Examples include dimethylacetamide, toluene, ethyl acetate, methyl lactate, ethyl lactate, dimethyl sulfoxide, water and the like. These solvents are used alone or in combination of two or more.

As the radical polymerization initiator used for synthesizing the polymer used in the present invention, known compounds such as an azo initiator and a peroxide initiator can be used.

Next, novolaks will be described. The novolak resin preferably used in the present invention includes phenol novolak, o-, m-, p- various cresol novolaks, and copolymers thereof, novolaks using phenol substituted with a halogen atom, an alkyl group, and the like. Can be The weight average molecular weight of these novolak resins is preferably at least 1,000, more preferably 2,000.
And a number average molecular weight of preferably 100
0 or more, more preferably 2000 to 15000
Range. The polydispersity is preferably 1 or more, more preferably in the range of 1.1 to 10.

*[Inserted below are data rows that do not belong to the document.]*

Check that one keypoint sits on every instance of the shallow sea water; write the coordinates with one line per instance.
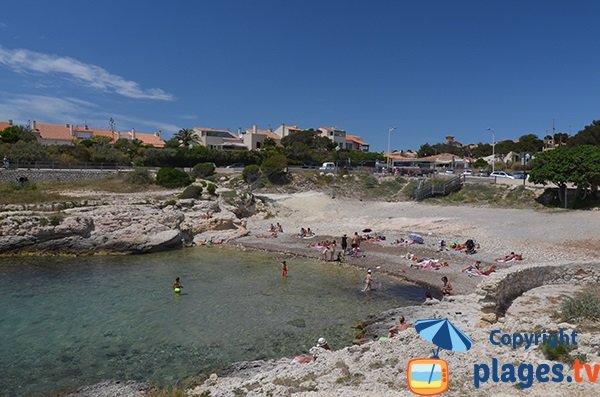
(67, 322)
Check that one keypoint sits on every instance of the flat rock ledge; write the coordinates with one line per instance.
(131, 227)
(112, 388)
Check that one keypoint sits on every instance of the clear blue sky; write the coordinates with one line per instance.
(429, 68)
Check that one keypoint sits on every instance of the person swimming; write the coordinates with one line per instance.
(177, 285)
(368, 281)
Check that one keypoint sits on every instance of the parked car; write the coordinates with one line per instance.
(501, 174)
(521, 175)
(329, 166)
(236, 165)
(310, 164)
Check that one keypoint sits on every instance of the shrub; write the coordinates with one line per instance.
(251, 173)
(274, 167)
(211, 188)
(192, 191)
(139, 176)
(203, 170)
(585, 305)
(56, 219)
(172, 177)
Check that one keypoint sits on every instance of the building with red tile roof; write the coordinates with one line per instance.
(4, 125)
(354, 142)
(219, 139)
(64, 134)
(254, 138)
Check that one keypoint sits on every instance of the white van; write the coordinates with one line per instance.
(327, 167)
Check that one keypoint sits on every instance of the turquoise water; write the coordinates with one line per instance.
(67, 322)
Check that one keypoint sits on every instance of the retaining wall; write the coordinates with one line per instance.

In a preferred embodiment, a polymer having a heterocyclic group having an unsaturated bond in the ring is used as the binder polymer. Here, the term "heterocycle" refers to a ring that contains one or more heteroatoms other than carbon among the atoms constituting the ring system. As the hetero atom to be used, a nitrogen atom, an oxygen atom, a sulfur atom, and a silicon atom are preferable. It is considered that by using such a polymer having a heterocyclic group, the function of the lawn pair present in the present heterocyclic ring facilitates a chemical structural reaction, and a film having good printing durability is formed.

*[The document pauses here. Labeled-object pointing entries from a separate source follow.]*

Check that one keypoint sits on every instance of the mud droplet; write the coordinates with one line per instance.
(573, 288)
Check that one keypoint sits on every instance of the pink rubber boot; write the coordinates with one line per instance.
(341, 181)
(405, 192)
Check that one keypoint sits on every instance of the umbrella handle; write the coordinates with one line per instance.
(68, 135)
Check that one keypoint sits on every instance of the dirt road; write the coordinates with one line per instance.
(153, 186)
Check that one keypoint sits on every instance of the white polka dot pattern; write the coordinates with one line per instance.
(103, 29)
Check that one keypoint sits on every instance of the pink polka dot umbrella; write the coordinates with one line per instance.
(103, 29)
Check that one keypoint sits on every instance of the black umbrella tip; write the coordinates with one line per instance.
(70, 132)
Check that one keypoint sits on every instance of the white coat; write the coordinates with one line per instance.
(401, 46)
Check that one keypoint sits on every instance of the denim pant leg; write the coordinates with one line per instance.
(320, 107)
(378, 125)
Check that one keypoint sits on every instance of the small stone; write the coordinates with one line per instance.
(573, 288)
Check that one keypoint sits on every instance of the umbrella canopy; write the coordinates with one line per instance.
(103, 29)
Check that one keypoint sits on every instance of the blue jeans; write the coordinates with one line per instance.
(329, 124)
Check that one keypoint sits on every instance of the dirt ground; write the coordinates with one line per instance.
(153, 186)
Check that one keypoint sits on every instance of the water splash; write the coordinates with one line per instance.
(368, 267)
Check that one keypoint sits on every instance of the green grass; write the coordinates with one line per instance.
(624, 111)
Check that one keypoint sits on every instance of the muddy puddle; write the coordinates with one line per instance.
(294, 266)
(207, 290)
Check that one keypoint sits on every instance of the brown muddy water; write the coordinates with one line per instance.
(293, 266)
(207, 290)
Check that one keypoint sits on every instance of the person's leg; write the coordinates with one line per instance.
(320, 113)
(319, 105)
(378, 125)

The heterocyclic ring having an unsaturated bond in the ring (hereinafter, simply referred to as "heterocyclic ring") preferably used in the present invention is a 5-membered ring having two conjugated double bonds or a three-membered ring having two conjugated double bonds. 6-membered ring having a conjugated double bond, and a heterocycle obtained by condensing these heterocycles. Since these heterocycles have aromaticity, they are called aromatic heterocycles. further,
A particularly preferred heterocyclic ring is a heterocyclic ring in which an aromatic hydrocarbon ring such as a benzene ring or a naphthalene ring is further condensed to the above heterocyclic ring. As the heterocycle suitably used in the present invention, for example, pyrrole, furan, thiophene, oxazole, isoxazole, thiazole, isothiazole,
Monocyclic heterocycles such as imidazole, pyrazole, furazane, oxadiazole, pyridine, pyridazine, pyrimidine, pyrazine, triazine, and silabenzene, and indole, isoindole, benzofuran, benzothiophene, indolizine, quinoline, isoquinoline, purine,
Indazole, benzimidazole, benzothiazole, benzoxazole, quinazoline, cinnoline, quinoxaline, phthalazine, pteridine, carbazole,
Examples include fused heterocycles such as acridine, phenanthridine, xanthene, phenazine, and phenothiazine. These heterocycles may have a substituent. Preferred substituents include a hydrocarbon group having 20 or less carbon atoms and 2 carbon atoms.
Examples include 0 or less alkoxy groups, aryloxy groups having 20 or less carbon atoms, and halogen atoms.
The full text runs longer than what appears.